92 percent said it was worthwhile, with fewer seizures and higher quality of life
FRIDAY, Feb. 27, 2015 (HealthDay News) — More than nine in 10 epilepsy patients who had brain surgery to try to control their seizures are happy they did so, according to survey findings published in the February issue of Epilepsy & Behavior.
The study authors focused on a pool of 470 men and women with epilepsy. All had been operated on between 1993 and 2011. Ninety-two percent of patients said they considered their surgery to be “worthwhile.” Slightly less than one-third said they were currently seizure-free, while three-quarters described the results of their surgery as “favorable,” meaning total seizure relief or only rare occurrences of “disabling” seizures. Those “favorable” outcomes held steady over time, seen among 77 percent of patients during the five years after surgery and among 78 percent of patients who reached the 15-year-plus mark.
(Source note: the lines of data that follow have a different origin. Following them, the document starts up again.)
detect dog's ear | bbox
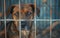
[29,4,40,17]
[6,6,16,16]
[10,6,16,14]
[29,4,35,13]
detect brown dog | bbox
[6,4,40,38]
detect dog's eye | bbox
[14,12,19,17]
[26,12,32,16]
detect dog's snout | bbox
[21,21,30,30]
[21,21,27,28]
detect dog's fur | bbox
[6,4,40,38]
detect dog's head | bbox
[7,4,40,29]
[7,4,40,33]
[7,4,40,38]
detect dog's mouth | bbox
[13,21,30,31]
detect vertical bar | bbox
[19,0,21,38]
[34,0,36,38]
[50,0,52,38]
[4,0,7,38]
[50,20,52,38]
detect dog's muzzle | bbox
[21,21,30,30]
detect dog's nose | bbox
[21,21,27,28]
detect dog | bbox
[6,4,40,38]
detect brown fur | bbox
[6,4,40,38]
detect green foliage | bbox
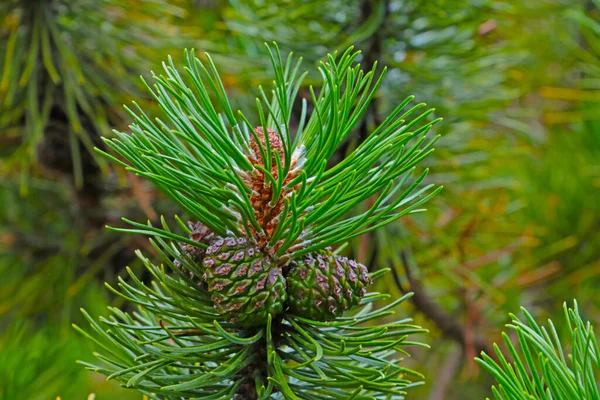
[1,1,598,399]
[0,0,183,189]
[561,1,600,121]
[477,301,599,400]
[0,323,87,400]
[0,178,80,319]
[0,322,139,400]
[101,45,440,259]
[77,237,427,399]
[225,0,520,124]
[0,176,145,322]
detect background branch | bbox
[392,249,490,355]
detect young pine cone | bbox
[286,250,372,321]
[202,236,287,326]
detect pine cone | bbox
[286,250,372,321]
[202,236,286,325]
[244,126,301,243]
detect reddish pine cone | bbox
[286,250,372,321]
[245,126,296,241]
[202,236,286,325]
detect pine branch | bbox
[78,43,439,398]
[0,0,183,190]
[76,234,428,399]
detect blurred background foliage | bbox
[0,0,598,399]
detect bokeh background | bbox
[0,0,598,399]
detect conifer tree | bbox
[76,44,441,399]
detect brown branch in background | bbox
[392,250,490,355]
[427,347,464,400]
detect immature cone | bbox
[245,127,300,244]
[286,250,372,321]
[202,236,286,325]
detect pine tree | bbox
[75,44,441,399]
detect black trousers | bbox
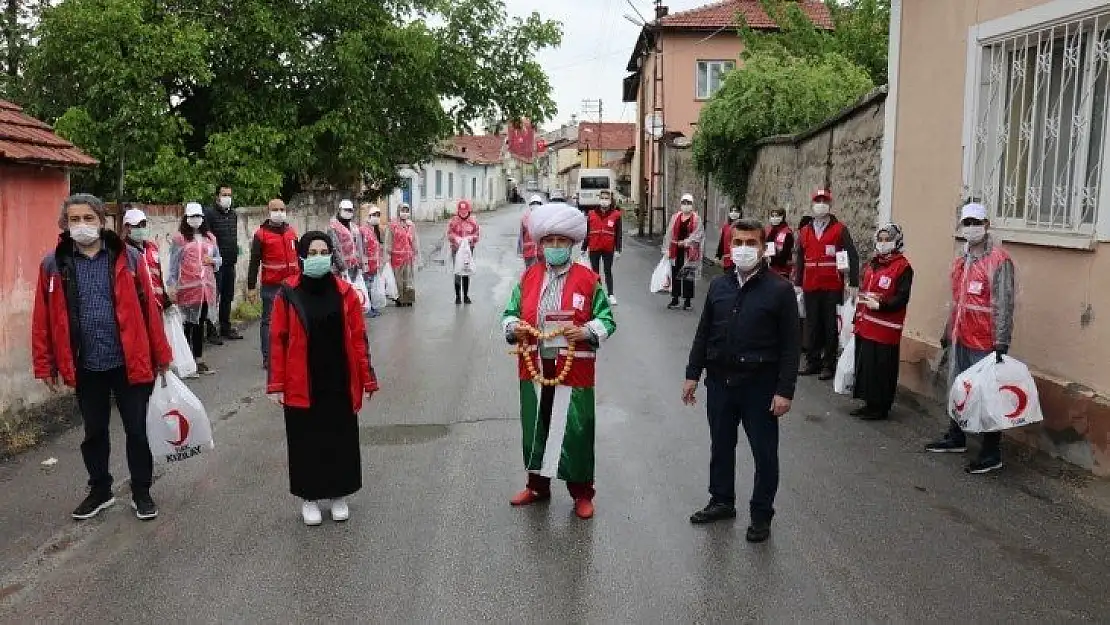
[670,254,695,302]
[589,251,615,295]
[183,302,209,359]
[215,264,236,334]
[76,367,155,494]
[704,368,780,520]
[946,344,1002,458]
[453,275,471,297]
[804,289,841,371]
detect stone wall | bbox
[743,87,887,259]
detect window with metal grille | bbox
[966,11,1110,236]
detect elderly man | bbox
[501,203,616,520]
[32,194,172,521]
[248,198,300,370]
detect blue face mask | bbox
[302,254,332,278]
[544,246,572,266]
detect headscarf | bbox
[298,230,334,258]
[529,203,587,243]
[875,222,905,253]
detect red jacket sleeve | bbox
[31,259,56,380]
[348,291,378,394]
[267,289,289,394]
[136,256,172,369]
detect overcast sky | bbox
[505,0,714,129]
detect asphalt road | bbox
[3,205,1110,623]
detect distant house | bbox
[0,99,97,417]
[622,0,833,209]
[397,134,506,221]
[577,122,636,170]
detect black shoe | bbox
[860,410,889,421]
[746,518,772,543]
[682,301,692,311]
[966,456,1003,474]
[799,365,821,376]
[455,296,462,305]
[222,328,244,340]
[689,502,737,525]
[817,368,835,381]
[849,405,874,417]
[925,436,968,453]
[206,333,224,346]
[667,300,680,310]
[132,491,158,520]
[464,296,472,304]
[72,490,115,520]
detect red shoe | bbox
[510,489,550,506]
[574,498,595,519]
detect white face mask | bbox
[187,216,203,229]
[728,211,740,221]
[876,241,896,255]
[339,209,354,219]
[70,224,100,246]
[730,245,761,271]
[269,211,286,225]
[680,203,693,213]
[769,215,783,226]
[218,196,232,209]
[812,203,830,217]
[599,199,611,208]
[399,212,411,221]
[963,225,986,244]
[368,215,381,226]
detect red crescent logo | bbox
[954,380,972,413]
[164,409,190,446]
[999,384,1029,419]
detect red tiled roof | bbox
[658,0,833,30]
[576,122,636,152]
[450,134,505,165]
[0,99,98,168]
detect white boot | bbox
[330,498,350,522]
[301,501,322,526]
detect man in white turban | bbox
[501,203,616,520]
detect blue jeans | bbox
[947,344,1002,457]
[260,284,280,367]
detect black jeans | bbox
[215,264,236,334]
[803,289,841,371]
[704,369,780,520]
[76,367,155,494]
[946,344,1002,458]
[670,254,695,303]
[454,275,471,298]
[589,251,615,295]
[184,302,209,360]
Seizure-free status was somewhat less steady, seen among 41 percent prior to the five-year mark, but only among 29 percent after five to 10 years. Between 10 and 15 years after surgery, the numbers rose back to 38 percent, only to drop to 26 percent among the 15-year-plus group. One-fifth of the patients said they were no longer taking any kind of anti-seizure medication following surgery. Use of antidepressants increased to 30 percent following surgery (up from 22 percent beforehand), 51 percent said they were able to drive postsurgery, compared with just 35 percent before.
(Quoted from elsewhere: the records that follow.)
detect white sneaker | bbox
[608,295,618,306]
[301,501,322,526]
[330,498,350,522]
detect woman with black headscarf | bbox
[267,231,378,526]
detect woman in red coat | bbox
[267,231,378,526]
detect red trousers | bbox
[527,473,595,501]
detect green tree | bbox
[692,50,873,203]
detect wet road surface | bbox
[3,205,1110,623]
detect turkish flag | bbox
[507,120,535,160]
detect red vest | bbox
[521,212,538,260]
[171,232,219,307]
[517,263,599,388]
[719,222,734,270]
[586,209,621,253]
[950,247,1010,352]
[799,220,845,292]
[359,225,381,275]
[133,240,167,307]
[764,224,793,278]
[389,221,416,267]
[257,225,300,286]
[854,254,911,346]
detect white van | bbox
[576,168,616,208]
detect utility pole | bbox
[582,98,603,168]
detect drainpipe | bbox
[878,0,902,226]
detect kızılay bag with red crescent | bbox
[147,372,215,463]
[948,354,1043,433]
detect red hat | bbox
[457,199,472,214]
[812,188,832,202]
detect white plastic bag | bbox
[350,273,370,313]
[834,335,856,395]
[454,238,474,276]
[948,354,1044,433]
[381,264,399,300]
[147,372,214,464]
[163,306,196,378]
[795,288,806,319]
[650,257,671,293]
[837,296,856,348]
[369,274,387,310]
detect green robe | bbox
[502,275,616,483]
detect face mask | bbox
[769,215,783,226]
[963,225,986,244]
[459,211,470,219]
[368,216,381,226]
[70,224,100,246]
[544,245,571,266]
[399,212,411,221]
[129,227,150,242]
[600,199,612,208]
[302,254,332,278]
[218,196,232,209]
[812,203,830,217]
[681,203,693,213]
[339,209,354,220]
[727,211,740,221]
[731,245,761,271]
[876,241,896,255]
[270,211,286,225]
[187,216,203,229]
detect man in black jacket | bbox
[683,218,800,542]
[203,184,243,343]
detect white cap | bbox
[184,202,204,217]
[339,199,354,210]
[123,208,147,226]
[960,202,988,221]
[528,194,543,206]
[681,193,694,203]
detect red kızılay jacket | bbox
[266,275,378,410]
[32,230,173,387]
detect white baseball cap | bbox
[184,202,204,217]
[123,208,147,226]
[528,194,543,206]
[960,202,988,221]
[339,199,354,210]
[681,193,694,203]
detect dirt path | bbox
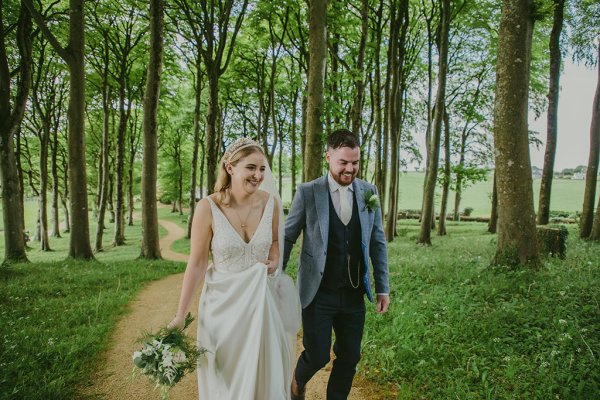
[84,217,381,399]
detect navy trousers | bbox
[294,287,366,400]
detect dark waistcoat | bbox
[320,190,364,291]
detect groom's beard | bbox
[330,170,358,186]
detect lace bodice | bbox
[206,195,274,272]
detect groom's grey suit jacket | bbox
[282,175,389,309]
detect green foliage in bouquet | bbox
[132,313,207,399]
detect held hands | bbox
[375,294,390,314]
[263,259,278,276]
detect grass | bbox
[0,259,185,400]
[360,220,600,399]
[0,202,187,399]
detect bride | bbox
[168,137,300,399]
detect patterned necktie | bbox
[339,186,352,225]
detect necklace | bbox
[232,199,253,229]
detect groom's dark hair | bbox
[327,129,359,150]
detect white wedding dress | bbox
[197,195,296,399]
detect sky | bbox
[409,60,597,173]
[528,60,598,171]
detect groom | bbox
[283,129,390,400]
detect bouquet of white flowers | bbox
[132,313,207,399]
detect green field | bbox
[2,174,597,238]
[392,172,599,217]
[275,172,597,217]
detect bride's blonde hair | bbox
[214,138,264,205]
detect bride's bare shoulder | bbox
[195,197,214,218]
[256,190,271,203]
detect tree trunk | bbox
[453,132,467,221]
[373,0,385,206]
[60,151,70,233]
[25,0,94,258]
[438,110,451,236]
[187,59,202,239]
[113,77,128,246]
[66,3,94,259]
[301,95,307,182]
[140,0,164,259]
[488,172,498,233]
[38,131,51,250]
[278,127,283,196]
[419,0,450,245]
[50,120,61,237]
[350,0,369,137]
[0,1,31,263]
[585,43,600,240]
[205,70,219,193]
[178,142,184,216]
[16,131,26,236]
[492,0,540,267]
[423,0,435,201]
[30,45,54,250]
[95,75,111,252]
[537,0,565,225]
[107,172,115,223]
[590,190,600,241]
[304,0,327,182]
[291,86,298,200]
[580,42,600,239]
[199,135,206,201]
[199,0,248,192]
[128,105,140,226]
[384,0,408,241]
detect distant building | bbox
[531,166,542,179]
[572,172,585,180]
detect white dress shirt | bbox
[327,173,354,221]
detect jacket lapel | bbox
[354,179,374,301]
[353,180,370,245]
[314,176,329,243]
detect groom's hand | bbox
[375,294,390,314]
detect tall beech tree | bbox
[579,43,600,240]
[372,0,386,206]
[0,0,31,263]
[87,11,112,252]
[492,0,540,267]
[438,109,450,236]
[30,40,66,251]
[49,85,67,238]
[586,42,600,240]
[140,0,164,259]
[384,0,409,241]
[107,4,146,247]
[304,0,328,181]
[537,0,565,225]
[24,0,94,259]
[418,0,450,245]
[198,0,248,192]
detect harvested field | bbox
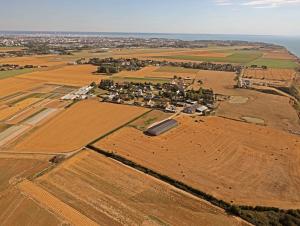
[24,108,58,126]
[0,123,9,133]
[12,100,148,153]
[18,65,103,86]
[241,116,265,125]
[114,66,196,80]
[18,180,99,226]
[0,188,62,226]
[0,47,25,52]
[229,96,249,104]
[35,150,246,226]
[6,106,44,125]
[44,99,71,109]
[0,55,70,66]
[155,66,200,73]
[216,89,300,132]
[194,70,237,95]
[130,110,173,131]
[30,84,61,93]
[95,116,300,209]
[51,85,77,94]
[0,155,50,192]
[244,68,296,81]
[0,97,41,121]
[0,78,43,97]
[262,50,297,60]
[0,125,30,147]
Study coauthor Marianna Spanaki-Varelas, M.D., Ph.D., M.B.A., director of the Henry Ford Comprehensive Epilepsy Program at Henry Ford Hospital in Detroit, said that epilepsy surgery is still highly underutilized in this country. “There is a misconception, even among physicians, that surgery should be considered the very last resort,” Spanaki-Varelas explained to HealthDay. “But we should not delay surgery until all drugs are tried. If a patient fails on one, two or, at maximum, three medications, alone or in combination, then they need to be considered as [surgical] candidates.” That position, Spanaki-Varelas noted, is supported by the American Academy of Neurology.